Mattapan man sentenced in brutal home invasion case
By Andrew Ryan and John R. Ellement, Globe staff
A Mattapan man was sentenced today to 15 to 20 years in prison for a July 2006 home invasion in Revere in which a woman and four teenage girls were savagely attacked.
Eric Morale, 30, admitted that he raped three of the girls at gunpoint during the violent crime spree that began in Boston with an armed kidnapping. He pleaded guilty in Suffolk Superior Court to 18 felonies, including five rape charges, five counts of kidnapping, and five armed robbery charges.

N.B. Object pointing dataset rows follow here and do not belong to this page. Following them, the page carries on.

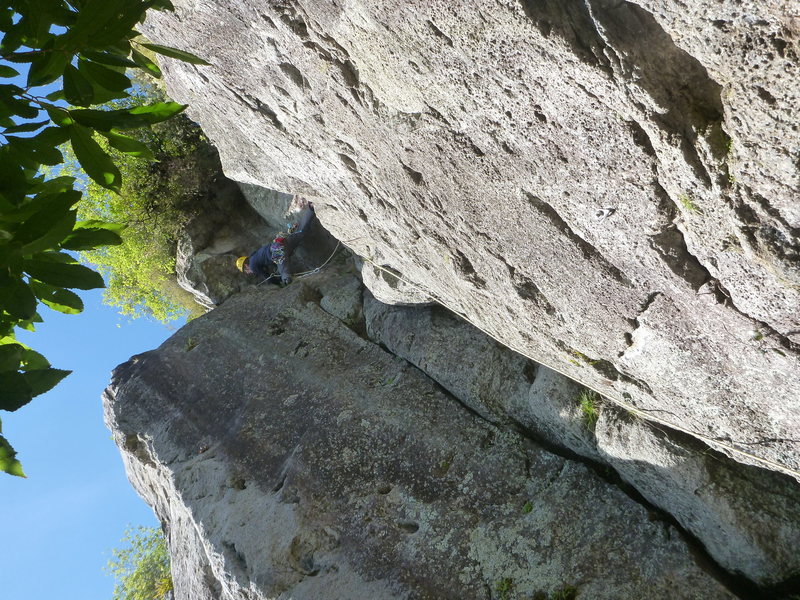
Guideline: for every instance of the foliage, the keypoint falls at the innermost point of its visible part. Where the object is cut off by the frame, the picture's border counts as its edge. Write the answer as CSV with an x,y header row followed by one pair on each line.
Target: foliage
x,y
158,196
568,592
141,567
80,49
688,204
503,587
589,404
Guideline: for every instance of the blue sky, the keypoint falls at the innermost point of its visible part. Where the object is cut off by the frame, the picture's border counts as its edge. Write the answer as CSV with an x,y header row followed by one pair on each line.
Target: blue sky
x,y
63,520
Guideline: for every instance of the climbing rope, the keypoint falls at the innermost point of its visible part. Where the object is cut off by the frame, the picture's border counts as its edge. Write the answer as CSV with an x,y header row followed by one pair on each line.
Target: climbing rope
x,y
322,266
614,400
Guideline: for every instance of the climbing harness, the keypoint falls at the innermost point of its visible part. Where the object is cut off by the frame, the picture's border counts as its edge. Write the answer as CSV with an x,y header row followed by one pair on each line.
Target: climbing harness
x,y
277,249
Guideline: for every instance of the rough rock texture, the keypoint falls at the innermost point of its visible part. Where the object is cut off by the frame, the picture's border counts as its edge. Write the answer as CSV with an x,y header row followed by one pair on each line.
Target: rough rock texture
x,y
237,220
290,458
747,518
226,228
610,180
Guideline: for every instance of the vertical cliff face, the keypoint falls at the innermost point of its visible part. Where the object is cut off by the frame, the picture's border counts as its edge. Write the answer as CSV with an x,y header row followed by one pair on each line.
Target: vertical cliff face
x,y
607,187
289,457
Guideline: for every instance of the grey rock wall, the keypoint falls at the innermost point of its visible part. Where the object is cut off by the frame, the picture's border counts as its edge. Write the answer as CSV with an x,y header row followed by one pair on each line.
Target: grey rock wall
x,y
288,457
615,181
747,518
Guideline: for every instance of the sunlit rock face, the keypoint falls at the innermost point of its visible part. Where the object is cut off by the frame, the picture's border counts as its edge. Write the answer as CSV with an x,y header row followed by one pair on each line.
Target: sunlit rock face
x,y
289,457
608,187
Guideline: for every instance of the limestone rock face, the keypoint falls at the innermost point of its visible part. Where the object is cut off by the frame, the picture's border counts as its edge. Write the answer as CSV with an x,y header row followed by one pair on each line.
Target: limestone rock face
x,y
288,457
227,228
747,518
607,187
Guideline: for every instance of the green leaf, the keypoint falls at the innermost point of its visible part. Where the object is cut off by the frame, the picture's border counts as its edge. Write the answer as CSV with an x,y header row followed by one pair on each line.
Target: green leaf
x,y
63,275
140,116
128,145
26,127
55,96
33,360
96,224
77,90
101,27
106,58
13,183
8,462
6,71
175,53
145,63
89,239
44,380
17,391
97,164
59,116
57,298
54,229
10,356
58,185
14,104
16,298
158,112
103,76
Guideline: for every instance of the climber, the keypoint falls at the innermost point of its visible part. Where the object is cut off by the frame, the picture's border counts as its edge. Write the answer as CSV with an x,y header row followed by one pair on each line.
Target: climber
x,y
272,257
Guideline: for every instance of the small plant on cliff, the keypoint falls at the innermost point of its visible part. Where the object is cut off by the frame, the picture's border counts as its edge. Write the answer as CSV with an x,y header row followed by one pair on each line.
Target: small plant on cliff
x,y
503,588
688,204
141,567
589,402
567,592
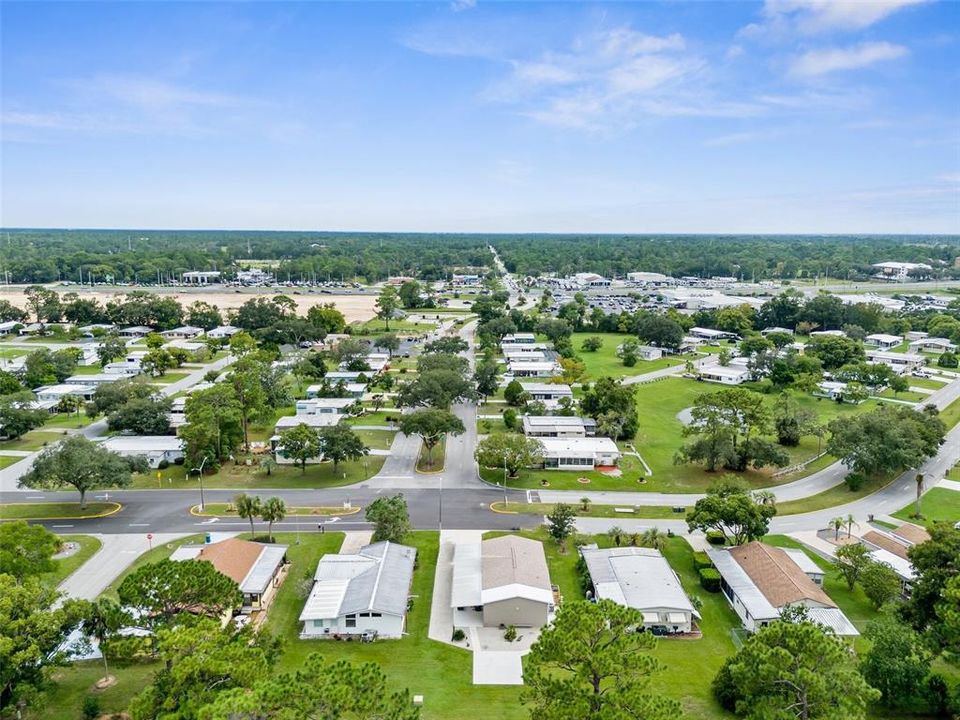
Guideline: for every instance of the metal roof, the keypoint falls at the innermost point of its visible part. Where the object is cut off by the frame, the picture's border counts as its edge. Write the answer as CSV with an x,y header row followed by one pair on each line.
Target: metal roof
x,y
640,578
376,579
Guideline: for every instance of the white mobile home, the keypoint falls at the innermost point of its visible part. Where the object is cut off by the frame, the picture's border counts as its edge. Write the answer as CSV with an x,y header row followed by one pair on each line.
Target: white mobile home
x,y
642,579
730,375
501,581
760,581
567,453
366,592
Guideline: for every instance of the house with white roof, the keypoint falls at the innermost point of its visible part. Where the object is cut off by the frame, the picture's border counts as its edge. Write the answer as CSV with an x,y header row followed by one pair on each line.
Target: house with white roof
x,y
255,567
642,579
521,367
185,332
761,581
134,332
558,426
575,453
547,393
729,375
224,331
711,334
934,345
883,341
901,362
501,581
155,448
365,592
519,339
56,393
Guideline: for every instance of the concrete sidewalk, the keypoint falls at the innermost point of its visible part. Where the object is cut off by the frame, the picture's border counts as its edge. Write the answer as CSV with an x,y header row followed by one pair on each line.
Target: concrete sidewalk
x,y
115,555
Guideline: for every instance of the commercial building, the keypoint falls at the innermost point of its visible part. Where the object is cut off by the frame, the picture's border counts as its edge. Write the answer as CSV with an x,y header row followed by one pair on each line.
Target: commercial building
x,y
761,581
502,581
642,579
366,593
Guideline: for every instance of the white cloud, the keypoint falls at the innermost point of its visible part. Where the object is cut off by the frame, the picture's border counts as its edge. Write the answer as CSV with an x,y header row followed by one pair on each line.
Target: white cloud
x,y
817,16
822,62
609,80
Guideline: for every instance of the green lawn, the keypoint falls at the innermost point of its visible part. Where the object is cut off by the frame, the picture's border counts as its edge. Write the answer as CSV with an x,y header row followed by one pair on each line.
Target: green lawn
x,y
379,439
660,435
939,504
604,362
159,552
33,440
37,511
241,476
66,566
168,378
440,672
689,664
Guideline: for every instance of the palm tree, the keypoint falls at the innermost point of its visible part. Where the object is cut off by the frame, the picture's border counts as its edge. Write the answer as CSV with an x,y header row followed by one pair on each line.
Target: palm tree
x,y
616,534
105,618
248,506
837,523
273,510
919,494
268,463
654,538
850,521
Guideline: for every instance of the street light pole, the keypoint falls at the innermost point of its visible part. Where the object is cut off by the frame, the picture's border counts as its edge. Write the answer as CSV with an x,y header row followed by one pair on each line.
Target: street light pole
x,y
200,478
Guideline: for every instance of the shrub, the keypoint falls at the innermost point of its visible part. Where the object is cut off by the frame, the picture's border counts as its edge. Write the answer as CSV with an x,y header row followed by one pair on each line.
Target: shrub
x,y
710,580
701,560
90,708
715,537
855,481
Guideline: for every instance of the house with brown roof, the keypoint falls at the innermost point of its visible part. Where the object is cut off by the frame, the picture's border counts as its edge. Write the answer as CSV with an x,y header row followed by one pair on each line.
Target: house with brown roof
x,y
761,581
255,567
503,581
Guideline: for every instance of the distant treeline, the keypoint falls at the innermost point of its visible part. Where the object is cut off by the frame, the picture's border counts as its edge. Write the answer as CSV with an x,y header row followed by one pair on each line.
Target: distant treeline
x,y
159,256
151,256
748,257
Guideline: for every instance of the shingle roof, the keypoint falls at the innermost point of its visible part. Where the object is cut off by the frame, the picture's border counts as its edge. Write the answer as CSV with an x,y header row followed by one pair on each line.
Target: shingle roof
x,y
780,580
886,542
514,560
913,534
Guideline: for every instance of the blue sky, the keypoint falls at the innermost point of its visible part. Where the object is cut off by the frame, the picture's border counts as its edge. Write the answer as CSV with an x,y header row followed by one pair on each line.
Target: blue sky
x,y
778,116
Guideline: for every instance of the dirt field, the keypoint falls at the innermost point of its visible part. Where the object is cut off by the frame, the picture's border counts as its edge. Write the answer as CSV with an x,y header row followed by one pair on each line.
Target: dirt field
x,y
354,307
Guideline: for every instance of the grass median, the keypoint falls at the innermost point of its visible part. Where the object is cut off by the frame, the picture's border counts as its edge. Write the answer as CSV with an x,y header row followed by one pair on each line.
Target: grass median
x,y
53,511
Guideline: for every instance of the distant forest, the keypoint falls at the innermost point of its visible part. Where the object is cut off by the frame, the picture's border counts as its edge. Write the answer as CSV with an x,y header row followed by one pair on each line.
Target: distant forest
x,y
151,256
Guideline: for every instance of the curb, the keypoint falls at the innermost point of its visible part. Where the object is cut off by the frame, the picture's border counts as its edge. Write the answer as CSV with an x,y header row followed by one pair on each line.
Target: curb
x,y
194,510
117,508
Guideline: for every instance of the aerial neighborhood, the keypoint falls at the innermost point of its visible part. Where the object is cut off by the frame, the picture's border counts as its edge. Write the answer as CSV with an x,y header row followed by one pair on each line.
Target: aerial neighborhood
x,y
474,360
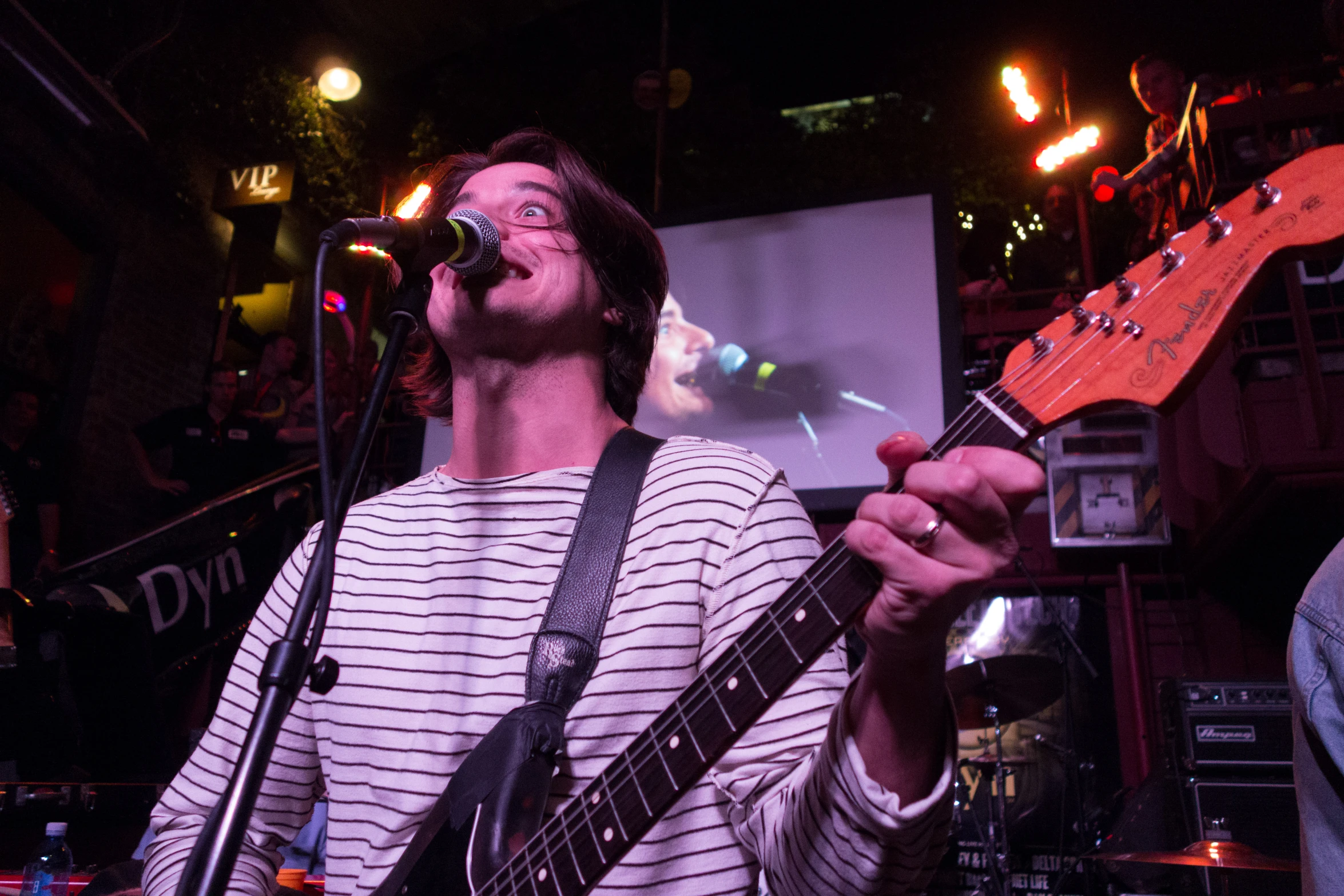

After a plea agreement was reached between Suffolk County prosecutors and defense attorney Arnold Abelow, Judge Charles Spurlock imposed the sentence, which also includes five years of probation. The sentence will not begin until Morale completes a four- to five-year state prison sentence he is currently serving on an unrelated offense.
Spurlock said in court that if Morale had been given the maximum sentence on each charge, he would have served 13 life sentences followed by another 50 years of imprisonment.
Just before he was led away, Morale apologized to his victims.
"I just deeply wanted to say that I'm truly sorry for what occurred," he said. "I wish them the best in life."
Morale's victims had expressed a range of sentiments at the sentencing hearing. At least one said she forgave him, while another said she wished he had gotten the death penalty.
In court, First Assistant Suffolk District Attorney Joshua Wall said the crimes began when Morale and an unidentified accomplice spotted a 17-year-old girl walking with three friends in Boston's Hyde Park section. Morale fired a shot, the group began running, but Morale kidnapped the girl at gunpoint and forced her into a waiting red Toyota being driven by his accomplice.
Morale, Wall said, then raped the girl at gunpoint while the accomplice drove around Boston. The girl was then forced to disrobe and was raped by both men, also at gunpoint, Wall said.
Morale then pointed the gun at the girl and told her she would be killed if she did not lead them to money. The girl, who is from an unidentified suburb, did not know Boston very well and instead chose to lead the men to a Revere home where she thought the people might have what Morale was demanding, Wall said.
Morale and his accomplice snuck into the house around 5:30 a.m. where a mother, Bonnie Mehlinger, her then-14-year-old daughter and two 15-year-old girls were sleeping. All four were physically assaulted by the men -- Mehlinger suffered broken ribs -- and the two 15-year-olds were raped, according to Wall and a 2006 Globe interview with Mehlinger.
The 17-year-old managed to escape and summoned Revere police from a nearby home. Morale and his accomplice avoided police, but Morale was captured within two days as he tried to pawn some of the jewelry stolen from the Revere home, Wall said.
Mehlinger said during victim impact statements that the experience was so traumatic she had been hospitalized for treatment of depression, she feels unsafe wherever she goes, and she had lost her business.
"I think that you should have gotten the death penalty," she told Morale. The death penalty has not been legalized in Massachusetts.